The third-generation leader also accused Seoul of seeking the collapse of the Kim regime, which was established by his grandfather Kim Il Sung and continued by his father Kim Jong Il. Alongside this accusation, Jong Un ordered the abolition of three government agencies working on inter-Korean affairs. He also vowed to tear down the Arch of Reunification that Jong Il had commissioned to symbolize eventual reunification.

“The change would break with decades of North Korean doctrine under [Il Sung and Jong Il] that sought to unify with the South through peaceful means, even while signaling a readiness for war,” the Wall Street Journal (WSJ) pointed out. “North Korea has drawn closer to Russia, supplying its war effort in Ukraine, and revived trade with China.”

“The possibility that the sharp shift in North Korean rhetoric and doctrine could translate into action remains a top concern among U.S. and South Korean officials. Inter-Korean clashes have occurred between the two Koreas in the past, notably with the shelling of a border island and the sinking of a South Korean naval ship in 2010.”

Seoul ready to respond to Pyongyang

“We do not want war, but we also have no intention of avoiding it,” Jong Un addressed the Supreme People’s Assembly – North Korea’s legislative body – on Jan. 15. “Explicitly speaking, we will never unilaterally unleash a war if the enemies do not provoke us.”

Meanwhile, South Korea has expanded its military cooperation with the U.S. and Japan. South Korean President Yoon Suk Yeol, a conservative, also reiterated that Seoul will respond to military action by the North – formally the Democratic People’s Republic of Korea.

“Should North Korea provoke us, we will punish them multiple times as hard,” the South Korean leader said during a Jan. 16 cabinet meeting, a day after Jong Un delivered his remarks. Yoon added that he believes peace can only be achieved through strength.

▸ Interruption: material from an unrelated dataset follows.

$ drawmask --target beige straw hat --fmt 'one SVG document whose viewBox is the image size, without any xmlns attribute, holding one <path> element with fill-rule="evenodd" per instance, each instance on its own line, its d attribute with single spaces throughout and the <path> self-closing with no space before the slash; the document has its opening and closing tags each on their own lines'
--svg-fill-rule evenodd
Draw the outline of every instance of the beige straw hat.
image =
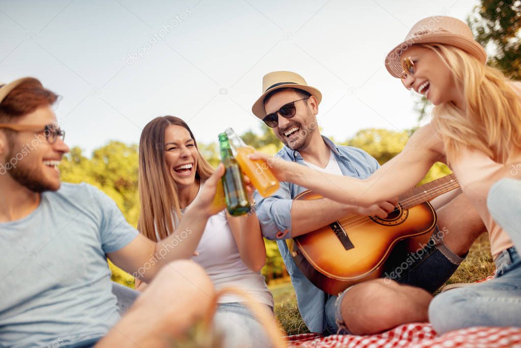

The WSJ pointed out that the discord between the two Koreas, mainly driven by the North’s aggression, has been building. In June 2020, Pyongyang blew up an inter-Korean liaison office operating in the southern border town of Kaesong. Both Koreas backed away from an inter-Korean accord meant to tone down hostilities in November, leading to both rearming soldiers near the two nations’ Demilitarized Zone.

Ties between Seoul and Pyongyang further worsened after Yoon took office in May 2022, replacing his leftist predecessor Moon Jae-in. Within months, North Korea blasted Yoon’s proposal to revive inter-Korean ties as an “absurd dream.” Jong Un ultimately admitted in an end-of-year plenary speech in 2023 that he had abandoned hope in the South as a partner for peace.

In turn, the Yoon administration has sought to take a tough stance against the North. The South Korean president has admonished Pyongyang over its spree of weapons tests and accelerated the rollout of the country’s new missile defenses. Moreover, a South Korean defense white paper released last year cast North Korea as the enemy for the first time in six years.